Korean court rejects French decision in domain name dispute
A Korean court has issued an injunction preventing the transfer of domain names as ordered by a French court. The decision suggests that a court not located at the place of the registrant or the registrar does not have jurisdiction to order the transfer of a domain name in another jurisdiction.
The defendant in this case, Hangang Systems Inc, is the registrar for Korea's generic top-level domain names, and is approved by the Internet Corporation for Assigned Names and Numbers (ICANN). The plaintiff, X, is a Korean resident who had registered the domain names 'france2.com' and 'france3.com' with the defendant in March of this year.
Two French broadcasting companies, La Sociét Nationale de Télévision France 2 and La Sociét Nationale de Télévision France 3, filed a complaint at the Nante District Court of France on April 23 seeking to have the domain names transferred to them. The companies claimed that X was exploiting the reputation of the companies and this was a violation of France's Intellectual Property Law.
Although X received the summons to appear in court, he chose not to. The district court therefore entered an order against X, prohibiting him from using the domain names and ordering him to transfer the names to the two companies. The French companies then sought to enforce the French court's order in Korea. They demanded that the Korean court make X, Hangang Systems and ICANN transfer the domain names in accordance with the order obtained in France.
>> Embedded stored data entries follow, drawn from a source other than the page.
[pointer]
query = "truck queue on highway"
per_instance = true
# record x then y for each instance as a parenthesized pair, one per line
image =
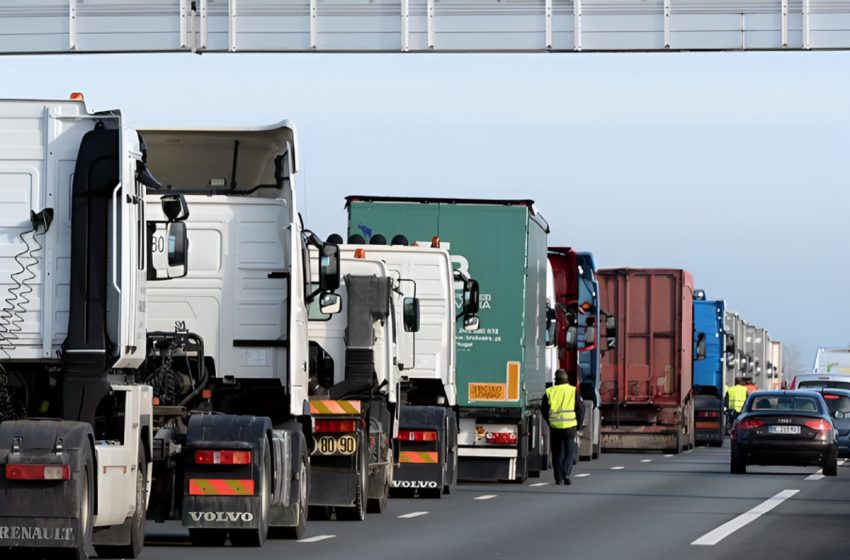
(175, 345)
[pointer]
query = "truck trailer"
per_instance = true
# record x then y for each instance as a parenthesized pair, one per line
(709, 389)
(501, 367)
(646, 380)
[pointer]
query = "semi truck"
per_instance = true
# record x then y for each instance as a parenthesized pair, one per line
(501, 371)
(578, 315)
(646, 380)
(427, 444)
(708, 367)
(100, 415)
(232, 429)
(356, 358)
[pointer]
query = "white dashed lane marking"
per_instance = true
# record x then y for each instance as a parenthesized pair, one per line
(713, 537)
(413, 514)
(318, 538)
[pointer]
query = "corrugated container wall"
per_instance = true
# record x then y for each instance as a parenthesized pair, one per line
(652, 361)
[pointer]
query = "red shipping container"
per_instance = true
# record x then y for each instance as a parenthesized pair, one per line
(646, 379)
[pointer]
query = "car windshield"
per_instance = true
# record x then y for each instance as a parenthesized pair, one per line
(824, 384)
(837, 403)
(784, 403)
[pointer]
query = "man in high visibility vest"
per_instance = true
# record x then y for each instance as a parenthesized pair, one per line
(563, 409)
(735, 398)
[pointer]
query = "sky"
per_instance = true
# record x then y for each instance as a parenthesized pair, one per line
(731, 165)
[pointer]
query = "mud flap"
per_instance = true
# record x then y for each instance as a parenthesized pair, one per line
(24, 519)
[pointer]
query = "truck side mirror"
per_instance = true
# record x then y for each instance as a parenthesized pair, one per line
(471, 294)
(410, 314)
(330, 303)
(329, 275)
(174, 207)
(168, 248)
(700, 348)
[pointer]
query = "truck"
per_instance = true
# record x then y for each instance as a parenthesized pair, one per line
(428, 424)
(355, 359)
(708, 369)
(501, 371)
(228, 346)
(646, 380)
(578, 315)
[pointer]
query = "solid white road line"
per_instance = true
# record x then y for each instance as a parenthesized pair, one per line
(713, 537)
(318, 538)
(816, 476)
(413, 514)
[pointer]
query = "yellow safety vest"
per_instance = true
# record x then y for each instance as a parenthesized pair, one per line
(737, 397)
(562, 406)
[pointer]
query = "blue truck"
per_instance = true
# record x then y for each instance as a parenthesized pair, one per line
(708, 384)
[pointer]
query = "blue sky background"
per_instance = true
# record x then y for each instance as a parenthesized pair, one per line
(732, 165)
Upon request from X, the Korean court issued a preliminary injunction preventing Hangang Systems from transferring the names without X's consent because, said the court, the registrar has a legal duty to maintain and manage the domain names registered by X.
According to Article 3 of ICANN's Uniform Domain Name Dispute Resolution Policy (UDRP), a domain name registration may be cancelled, transferred or changed by an order of a court in a competent jurisdiction. Therefore, the issue in this case was whether the Nante District Court had jurisdiction over the dispute.
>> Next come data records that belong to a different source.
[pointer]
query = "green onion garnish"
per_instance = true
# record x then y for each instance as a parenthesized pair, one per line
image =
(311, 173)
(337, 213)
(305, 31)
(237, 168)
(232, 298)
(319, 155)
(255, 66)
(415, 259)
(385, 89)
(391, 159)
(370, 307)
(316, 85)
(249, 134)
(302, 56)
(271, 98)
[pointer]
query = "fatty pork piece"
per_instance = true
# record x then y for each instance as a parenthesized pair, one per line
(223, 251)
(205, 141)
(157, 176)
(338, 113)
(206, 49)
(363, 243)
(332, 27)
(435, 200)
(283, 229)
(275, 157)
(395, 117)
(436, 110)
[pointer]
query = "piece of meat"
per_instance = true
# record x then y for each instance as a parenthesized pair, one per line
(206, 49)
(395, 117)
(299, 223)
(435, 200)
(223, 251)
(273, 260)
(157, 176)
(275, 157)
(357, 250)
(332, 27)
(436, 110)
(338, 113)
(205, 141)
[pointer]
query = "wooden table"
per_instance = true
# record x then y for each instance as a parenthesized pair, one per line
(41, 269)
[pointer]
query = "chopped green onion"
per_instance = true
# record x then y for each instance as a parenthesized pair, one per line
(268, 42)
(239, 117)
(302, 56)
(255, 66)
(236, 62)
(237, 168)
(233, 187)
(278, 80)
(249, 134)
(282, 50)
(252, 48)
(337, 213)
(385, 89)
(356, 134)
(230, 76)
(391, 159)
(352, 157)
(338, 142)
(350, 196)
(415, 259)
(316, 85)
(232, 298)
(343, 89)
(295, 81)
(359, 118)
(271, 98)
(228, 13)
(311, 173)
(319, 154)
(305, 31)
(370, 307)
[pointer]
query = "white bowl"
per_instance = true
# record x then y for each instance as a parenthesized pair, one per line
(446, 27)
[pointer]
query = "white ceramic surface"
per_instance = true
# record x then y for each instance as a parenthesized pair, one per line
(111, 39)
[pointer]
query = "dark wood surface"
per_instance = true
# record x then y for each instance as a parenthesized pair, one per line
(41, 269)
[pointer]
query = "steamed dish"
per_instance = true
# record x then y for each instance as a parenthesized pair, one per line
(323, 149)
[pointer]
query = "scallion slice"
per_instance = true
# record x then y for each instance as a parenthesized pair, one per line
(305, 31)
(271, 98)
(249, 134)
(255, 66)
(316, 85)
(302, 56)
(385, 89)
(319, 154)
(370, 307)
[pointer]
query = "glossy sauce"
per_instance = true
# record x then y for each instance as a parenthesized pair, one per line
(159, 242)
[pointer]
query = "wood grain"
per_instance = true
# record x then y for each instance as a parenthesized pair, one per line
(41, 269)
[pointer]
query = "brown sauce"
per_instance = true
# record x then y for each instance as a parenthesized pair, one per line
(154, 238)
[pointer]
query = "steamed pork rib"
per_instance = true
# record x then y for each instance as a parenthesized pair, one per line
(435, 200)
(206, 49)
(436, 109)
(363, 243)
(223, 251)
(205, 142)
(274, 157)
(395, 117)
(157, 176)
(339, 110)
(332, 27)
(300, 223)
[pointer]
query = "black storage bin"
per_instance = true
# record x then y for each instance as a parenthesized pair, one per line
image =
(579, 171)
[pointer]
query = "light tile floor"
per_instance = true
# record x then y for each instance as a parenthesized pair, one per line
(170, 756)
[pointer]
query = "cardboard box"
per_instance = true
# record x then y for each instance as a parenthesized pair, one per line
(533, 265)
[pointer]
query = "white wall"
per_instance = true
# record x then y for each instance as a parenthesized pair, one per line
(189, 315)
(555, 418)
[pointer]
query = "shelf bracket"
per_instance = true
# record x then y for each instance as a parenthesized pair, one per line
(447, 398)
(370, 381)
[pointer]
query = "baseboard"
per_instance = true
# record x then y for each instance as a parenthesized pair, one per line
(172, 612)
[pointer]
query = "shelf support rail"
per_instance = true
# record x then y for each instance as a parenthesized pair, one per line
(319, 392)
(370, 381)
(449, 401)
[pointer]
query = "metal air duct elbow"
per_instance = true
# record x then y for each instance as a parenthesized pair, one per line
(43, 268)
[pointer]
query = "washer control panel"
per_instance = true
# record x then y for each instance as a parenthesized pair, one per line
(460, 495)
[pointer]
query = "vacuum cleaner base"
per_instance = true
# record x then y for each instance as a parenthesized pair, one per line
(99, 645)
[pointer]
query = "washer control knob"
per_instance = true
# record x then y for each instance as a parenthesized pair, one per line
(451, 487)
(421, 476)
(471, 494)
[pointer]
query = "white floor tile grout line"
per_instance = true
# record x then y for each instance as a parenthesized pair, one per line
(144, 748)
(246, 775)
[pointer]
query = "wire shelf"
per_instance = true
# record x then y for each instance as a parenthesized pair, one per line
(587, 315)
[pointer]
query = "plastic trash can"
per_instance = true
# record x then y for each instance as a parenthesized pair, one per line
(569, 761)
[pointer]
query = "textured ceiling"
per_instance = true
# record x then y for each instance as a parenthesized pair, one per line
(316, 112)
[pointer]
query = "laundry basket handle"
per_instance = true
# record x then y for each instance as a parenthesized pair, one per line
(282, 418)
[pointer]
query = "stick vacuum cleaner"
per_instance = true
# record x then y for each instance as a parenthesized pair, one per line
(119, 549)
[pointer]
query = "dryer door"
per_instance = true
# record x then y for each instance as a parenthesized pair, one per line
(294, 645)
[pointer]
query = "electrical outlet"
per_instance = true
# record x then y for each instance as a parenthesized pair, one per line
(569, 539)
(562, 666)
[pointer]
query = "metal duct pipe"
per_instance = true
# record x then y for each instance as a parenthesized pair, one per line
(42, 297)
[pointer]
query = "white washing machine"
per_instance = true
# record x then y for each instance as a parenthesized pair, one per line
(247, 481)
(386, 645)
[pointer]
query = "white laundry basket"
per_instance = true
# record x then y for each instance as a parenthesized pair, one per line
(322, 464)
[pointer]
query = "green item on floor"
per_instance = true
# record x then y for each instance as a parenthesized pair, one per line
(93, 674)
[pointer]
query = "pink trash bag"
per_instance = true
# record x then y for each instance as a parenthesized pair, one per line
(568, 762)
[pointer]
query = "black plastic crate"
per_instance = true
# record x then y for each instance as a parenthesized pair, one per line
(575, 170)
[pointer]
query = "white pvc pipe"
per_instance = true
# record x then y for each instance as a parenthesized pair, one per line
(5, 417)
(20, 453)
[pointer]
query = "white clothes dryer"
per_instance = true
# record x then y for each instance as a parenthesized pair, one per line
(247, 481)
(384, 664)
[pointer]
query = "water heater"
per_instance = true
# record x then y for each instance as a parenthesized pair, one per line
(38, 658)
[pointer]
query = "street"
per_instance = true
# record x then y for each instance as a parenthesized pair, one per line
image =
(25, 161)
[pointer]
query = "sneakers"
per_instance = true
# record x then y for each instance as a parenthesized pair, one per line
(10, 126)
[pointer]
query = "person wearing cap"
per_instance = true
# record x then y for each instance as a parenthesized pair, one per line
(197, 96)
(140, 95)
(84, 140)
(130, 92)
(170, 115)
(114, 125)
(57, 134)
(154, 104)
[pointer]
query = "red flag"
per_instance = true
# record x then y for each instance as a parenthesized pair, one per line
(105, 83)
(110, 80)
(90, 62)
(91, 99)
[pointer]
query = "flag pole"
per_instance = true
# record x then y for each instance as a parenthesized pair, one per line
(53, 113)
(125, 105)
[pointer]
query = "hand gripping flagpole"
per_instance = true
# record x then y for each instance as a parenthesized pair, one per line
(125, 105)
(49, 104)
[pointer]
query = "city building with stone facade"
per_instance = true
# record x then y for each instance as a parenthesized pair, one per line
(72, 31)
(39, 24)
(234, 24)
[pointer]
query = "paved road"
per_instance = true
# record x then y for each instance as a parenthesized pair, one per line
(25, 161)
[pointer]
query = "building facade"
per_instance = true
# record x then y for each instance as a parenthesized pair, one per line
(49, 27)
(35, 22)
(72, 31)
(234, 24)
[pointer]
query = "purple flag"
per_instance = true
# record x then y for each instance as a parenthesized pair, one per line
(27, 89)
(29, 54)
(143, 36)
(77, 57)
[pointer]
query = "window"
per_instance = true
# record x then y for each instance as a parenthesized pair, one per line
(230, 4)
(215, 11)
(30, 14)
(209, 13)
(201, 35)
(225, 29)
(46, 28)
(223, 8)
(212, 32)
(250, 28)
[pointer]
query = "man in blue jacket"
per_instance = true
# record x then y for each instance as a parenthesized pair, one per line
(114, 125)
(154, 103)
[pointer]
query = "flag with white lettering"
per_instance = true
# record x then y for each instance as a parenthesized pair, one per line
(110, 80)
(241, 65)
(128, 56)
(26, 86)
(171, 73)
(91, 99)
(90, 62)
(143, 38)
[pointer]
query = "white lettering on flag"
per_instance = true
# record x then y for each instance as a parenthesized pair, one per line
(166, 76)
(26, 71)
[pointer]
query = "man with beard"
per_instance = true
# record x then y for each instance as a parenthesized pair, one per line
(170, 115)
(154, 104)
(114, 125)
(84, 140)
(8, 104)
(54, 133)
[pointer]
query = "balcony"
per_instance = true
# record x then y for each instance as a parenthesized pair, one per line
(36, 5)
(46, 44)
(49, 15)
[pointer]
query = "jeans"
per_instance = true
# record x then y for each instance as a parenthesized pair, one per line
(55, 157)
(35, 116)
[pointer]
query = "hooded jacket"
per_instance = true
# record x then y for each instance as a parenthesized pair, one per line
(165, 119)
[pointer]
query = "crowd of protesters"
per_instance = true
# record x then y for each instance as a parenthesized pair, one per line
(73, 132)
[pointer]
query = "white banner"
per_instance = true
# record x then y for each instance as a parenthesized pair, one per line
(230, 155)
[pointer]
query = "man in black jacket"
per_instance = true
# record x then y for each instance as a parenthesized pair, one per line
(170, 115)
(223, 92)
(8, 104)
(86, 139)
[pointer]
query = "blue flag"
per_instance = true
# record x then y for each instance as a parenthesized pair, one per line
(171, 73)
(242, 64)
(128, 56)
The Korean court considered the country's new Conflict of Law Rules Act which came into force on July 1 and found that the courts in the place of the registrant's domicile and the courts in the place where the registrar is located have jurisdiction to order the transfer of domain names. This interpretation is compatible with Article 4 of the UDRP.
Thus, the Korean court ruled that the French court's order need not be enforced in Korea as the French court did not have jurisdiction to hear the dispute regarding the domain names.